体ドナーに対するICにおいて、最も重要視されるのは、(1)意思決定に際して強制がなかったか、(2)移植の利益と危険性について充分理解しているか、の2点と言われる[6]。この2つが満たされて初めてドナーの意思は自発的であると見なすことができる。しかし、無条件の同意の場合、ドナーは条件(2)にあたる移植の利益や危険性については聞いていない、あるいは聞いていてもそれが意思決定の主たる判断材料になっていない可能性があった。やむを得ない同意の場合、明白な強制はないため、一見条件(1)は満たしているように見えるが、潜在するプレッシャーがどの程度ドナーの自発的意思に影響しているのかが不明である。動機のある同意の場合、条件(1)と(2)を満たした自発的意思さえ確認できれば、臓器提供の動機は問われなくてもよいのかという疑問が残る。

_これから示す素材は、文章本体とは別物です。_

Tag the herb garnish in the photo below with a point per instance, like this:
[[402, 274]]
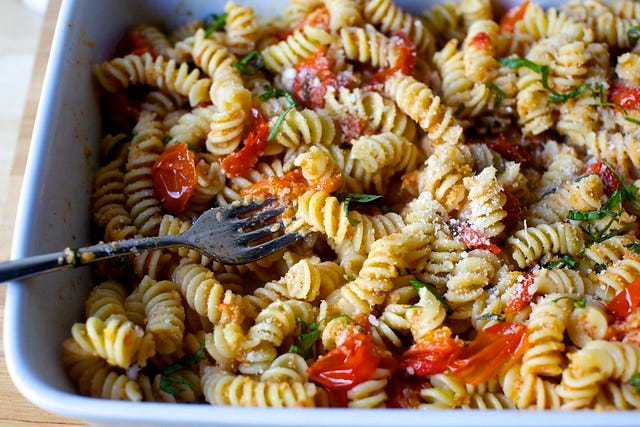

上記の研究結果は、生体肝移植おける自発的意思とはいったい何なのか、ICで本当に確認できるものなのかという問題を提起している。臓器提供しなければ大事な家族が死亡するという状況下で、ドナーが自律性を発揮するとはどういうことなのか。充分な説明を行い、判断能力のあるドナーが同意をすれば―その意思決定のあり方とは関係なく ―ICにおける医療者の役割は果たせたと考えてもよいのか。生体肝移植ドナーの意思確認にまつわる問題は、従来議論されてきた自発的意思やICの概念を再検討する必要性を示唆している。(2004年9月13日)


引用文献

[1]Japan Society for Transplantation. Available at http://www.bcasj.or.jp/jst/. Accessed September 6, 2004.

[2]Akabayashi A. Finally done–Japan’s decision on organ transplantation. Hastings Center Report 1997;27:47.

[3]Surman OS, Cosimi AB, Fukunishi I, Kawai T, Findley J, Kita Y, Makuuchi M. Some ethical and psychiatric aspects of right-lobe liver transplantation in the United States and Japan. Psychosomatics 2002;43:347-353.

[4]Akabayashi A, Slingsby BT, Fujita M. The first donor death after living-related liver transplantation in Japan. Transplantation 2004;77:634.

[5]Fujita M, Slingsby BT, Akabayashi A. Three patterns of voluntary consent in the case of adult-to-adult living related liver transplantation in Japan. Transplantation Proceedings 20 04;36:1425-8.

[6]Karliova M, Malango M, Valentin-Gamazo C, Reimer J, Treichel U, Franke GH, et al.
Living-related liver transplantation from the view of the donor: A 1-year follow-up survey. Transplantation 2002;73:1799-1804.